Of the 10 Medicare-approved Medigap plans, Plan G and Plan N are the most popular. Plan F is no longer available to new Medicare enrollees as of 2020, but it is still popular among people who bought this plan prior to 2020.
- Plan F$128–$342
- Plan F (high deductible)$22–$88
- Plan G$106–$325
- Plan G (high deductible)$29–$58
Before getting a Medicare supplement plan, you need to be enrolled in Medicare Part A (hospital insurance) and Part B (medical insurance). People with Medicare Advantage Plans who want to go back to Original Medicare can buy a Medigap policy prior to switching.

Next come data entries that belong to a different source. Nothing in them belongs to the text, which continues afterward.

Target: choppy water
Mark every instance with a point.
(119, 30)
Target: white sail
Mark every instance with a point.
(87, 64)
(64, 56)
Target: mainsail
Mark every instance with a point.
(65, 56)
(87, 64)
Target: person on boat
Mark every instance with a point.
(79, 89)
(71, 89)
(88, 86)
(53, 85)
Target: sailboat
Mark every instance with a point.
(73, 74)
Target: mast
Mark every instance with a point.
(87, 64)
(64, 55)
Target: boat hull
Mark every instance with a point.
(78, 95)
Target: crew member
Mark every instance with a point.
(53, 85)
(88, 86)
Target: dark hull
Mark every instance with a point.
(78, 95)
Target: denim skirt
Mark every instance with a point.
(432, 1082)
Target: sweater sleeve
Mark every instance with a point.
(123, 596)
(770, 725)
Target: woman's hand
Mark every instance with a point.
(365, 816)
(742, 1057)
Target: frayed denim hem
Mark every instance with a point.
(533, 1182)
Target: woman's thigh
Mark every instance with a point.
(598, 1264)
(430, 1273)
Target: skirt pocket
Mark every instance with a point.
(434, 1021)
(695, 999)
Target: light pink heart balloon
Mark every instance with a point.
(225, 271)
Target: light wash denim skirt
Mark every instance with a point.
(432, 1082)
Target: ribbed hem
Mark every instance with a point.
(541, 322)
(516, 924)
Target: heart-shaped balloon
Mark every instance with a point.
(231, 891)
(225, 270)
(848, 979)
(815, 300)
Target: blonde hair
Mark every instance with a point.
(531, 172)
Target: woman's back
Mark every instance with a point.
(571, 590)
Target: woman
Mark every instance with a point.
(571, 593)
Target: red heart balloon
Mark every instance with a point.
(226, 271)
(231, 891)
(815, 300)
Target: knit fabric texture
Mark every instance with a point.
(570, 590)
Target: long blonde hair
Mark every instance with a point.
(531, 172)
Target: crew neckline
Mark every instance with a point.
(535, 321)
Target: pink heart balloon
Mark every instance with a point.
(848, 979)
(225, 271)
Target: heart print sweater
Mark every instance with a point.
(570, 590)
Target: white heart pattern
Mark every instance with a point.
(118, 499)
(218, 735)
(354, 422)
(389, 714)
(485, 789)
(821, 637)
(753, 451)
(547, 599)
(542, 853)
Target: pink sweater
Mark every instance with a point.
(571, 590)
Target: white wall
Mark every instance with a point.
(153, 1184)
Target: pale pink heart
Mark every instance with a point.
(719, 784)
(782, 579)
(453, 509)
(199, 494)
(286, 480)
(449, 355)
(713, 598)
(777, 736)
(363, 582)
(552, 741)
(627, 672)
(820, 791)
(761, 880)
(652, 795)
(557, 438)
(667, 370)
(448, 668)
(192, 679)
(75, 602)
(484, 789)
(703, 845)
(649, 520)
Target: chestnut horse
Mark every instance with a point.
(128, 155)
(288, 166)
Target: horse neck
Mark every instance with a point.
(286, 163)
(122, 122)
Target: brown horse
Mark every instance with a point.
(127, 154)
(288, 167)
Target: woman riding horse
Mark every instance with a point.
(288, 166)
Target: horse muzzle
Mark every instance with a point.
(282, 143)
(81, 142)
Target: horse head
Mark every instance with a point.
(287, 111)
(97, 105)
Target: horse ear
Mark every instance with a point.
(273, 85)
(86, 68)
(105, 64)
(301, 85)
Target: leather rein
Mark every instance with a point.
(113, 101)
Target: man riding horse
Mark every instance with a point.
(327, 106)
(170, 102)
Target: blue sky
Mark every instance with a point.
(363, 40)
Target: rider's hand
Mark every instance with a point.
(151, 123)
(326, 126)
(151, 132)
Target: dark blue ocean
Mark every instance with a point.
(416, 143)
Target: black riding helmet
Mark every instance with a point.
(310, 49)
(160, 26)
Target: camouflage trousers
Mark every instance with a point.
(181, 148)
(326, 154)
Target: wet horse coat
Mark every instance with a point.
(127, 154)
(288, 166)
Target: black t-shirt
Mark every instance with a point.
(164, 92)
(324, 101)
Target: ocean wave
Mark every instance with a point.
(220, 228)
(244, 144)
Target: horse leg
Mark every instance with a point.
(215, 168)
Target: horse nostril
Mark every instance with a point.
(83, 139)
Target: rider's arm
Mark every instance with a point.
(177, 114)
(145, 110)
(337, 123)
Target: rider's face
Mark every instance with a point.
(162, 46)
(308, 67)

The security of having lower or no out-of-pocket healthcare costs can offset the premiums you’ll have to pay for whichever Medigap plan you choose, which vary depending on the benefits offered.
The national average cost for Medicare Supplement Plan F is $1,824 annually, which is $152/month; Medigap Plan G will cost you around $143 per month.
Since Plan F was discontinued for new enrollees as of 2020, Plan G offers the most coverage for people 65 and older. It has a lower premium than Plan F and duplicates its benefits, except for the Part B deductible.
It depends on your specific needs, but for most people a Medigap plan is very useful in supplementing the coverage of Medicare Part A and Part B. A Medicare Advantage plan is an affordable way to get healthcare coverage not offered by Original Medicare.
Historically, Plan F has been the most popular because it covers all the out-of-pocket costs Medicare does’t pay for. This includes the 15% extra charge billed by providers who do not take Medicare as full payment.